#### Quick Transformer lol

In [2]:
import torch
import torch.nn as nn

neurons = nn.Linear(1,2)

embedding = nn.Embedding(10, 3)

print(neurons.weight)



Parameter containing:
tensor([[-0.6635],
        [-0.8240]], requires_grad=True)


In [3]:
# an Embedding matrix of 10 embeddings with 3 dimensions each
embedding = nn.Embedding(10, 3)

# a batch of 2 samples of 1 index each
input = torch.LongTensor([[9],[0]])

print('THE INPUTS \n',input)

# what does the embedding matrix look like?
print('THE EMBEDDING MATRIX \n',embedding.weight)

# what is the result of the input embedding?
print('EMBEDDINGS FOR THE GIVEN INPUTS \n',embedding(input))

THE INPUTS 
 tensor([[9],
        [0]])
THE EMBEDDING MATRIX 
 Parameter containing:
tensor([[-0.4110,  0.1662, -0.9450],
        [-1.6423,  0.0504,  0.6597],
        [ 1.4175,  0.9239, -0.4107],
        [-0.6651, -0.2545, -0.5963],
        [-0.1035, -1.2211, -0.0064],
        [ 2.5755,  0.9422, -0.7656],
        [ 0.1951, -0.7598, -0.2173],
        [ 0.9963,  1.1018, -0.2662],
        [ 1.3772,  0.9599, -1.0536],
        [-0.4803,  1.0032, -1.4466]], requires_grad=True)
EMBEDDINGS FOR THE GIVEN INPUTS 
 tensor([[[-0.4803,  1.0032, -1.4466]],

        [[-0.4110,  0.1662, -0.9450]]], grad_fn=<EmbeddingBackward0>)

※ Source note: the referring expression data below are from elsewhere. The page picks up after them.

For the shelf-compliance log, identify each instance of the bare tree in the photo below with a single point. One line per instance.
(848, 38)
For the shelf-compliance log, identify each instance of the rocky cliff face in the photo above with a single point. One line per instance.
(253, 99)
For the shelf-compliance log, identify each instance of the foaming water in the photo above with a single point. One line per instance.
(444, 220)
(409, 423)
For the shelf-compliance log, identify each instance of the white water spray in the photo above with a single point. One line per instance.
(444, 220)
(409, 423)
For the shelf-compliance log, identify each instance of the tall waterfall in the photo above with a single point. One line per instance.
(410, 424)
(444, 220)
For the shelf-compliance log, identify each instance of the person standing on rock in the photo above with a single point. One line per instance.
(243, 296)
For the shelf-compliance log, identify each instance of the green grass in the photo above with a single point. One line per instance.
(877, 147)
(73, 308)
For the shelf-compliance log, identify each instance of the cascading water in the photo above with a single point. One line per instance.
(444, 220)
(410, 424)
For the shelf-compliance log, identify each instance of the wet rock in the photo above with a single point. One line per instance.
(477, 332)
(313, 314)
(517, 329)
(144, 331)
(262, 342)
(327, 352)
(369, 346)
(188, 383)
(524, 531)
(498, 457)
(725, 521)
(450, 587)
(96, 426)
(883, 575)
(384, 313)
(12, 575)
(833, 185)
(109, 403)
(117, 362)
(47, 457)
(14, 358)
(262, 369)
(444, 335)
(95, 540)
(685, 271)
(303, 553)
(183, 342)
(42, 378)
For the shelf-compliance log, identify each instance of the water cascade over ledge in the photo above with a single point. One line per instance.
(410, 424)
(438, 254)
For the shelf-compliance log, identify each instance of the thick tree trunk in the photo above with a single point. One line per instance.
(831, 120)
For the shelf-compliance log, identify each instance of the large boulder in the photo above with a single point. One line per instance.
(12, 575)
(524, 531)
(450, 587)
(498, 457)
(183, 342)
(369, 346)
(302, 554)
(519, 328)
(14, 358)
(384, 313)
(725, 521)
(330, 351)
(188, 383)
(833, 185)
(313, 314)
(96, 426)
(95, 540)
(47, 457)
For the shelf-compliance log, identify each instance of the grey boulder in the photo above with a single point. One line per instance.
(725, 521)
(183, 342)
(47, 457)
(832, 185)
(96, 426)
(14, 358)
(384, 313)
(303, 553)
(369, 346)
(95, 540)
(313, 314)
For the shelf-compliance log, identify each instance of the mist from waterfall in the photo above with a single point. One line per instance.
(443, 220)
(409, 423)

notes on nn.Embedding in the Bigram Language Model

the embedding module creates a lookup table with a configurable number of rows and columns. 
- number of rows is the number of unique words in the vocabulary,
- columns is the size of the word embeddings.

 The embedding module is initialized with random values, and the embeddings are learned during training.

 

#### Import the dataset

In [4]:
with open('input.txt','r', encoding='utf-8') as f:
    text = f.read()


In [5]:
print('the length of the text is ',len(text))
print(text[:200])

the length of the text is  1115394
First Citizen:
Before we proceed any further, hear me speak.

All:
Speak, speak.

First Citizen:
You are all resolved rather to die than to famish?

All:
Resolved. resolved.

First Citizen:
First, you


## OK

embedding layer is a lookup table, 

- input to the embedding layer is a list of indices
- output is a list of word (token) embeddings.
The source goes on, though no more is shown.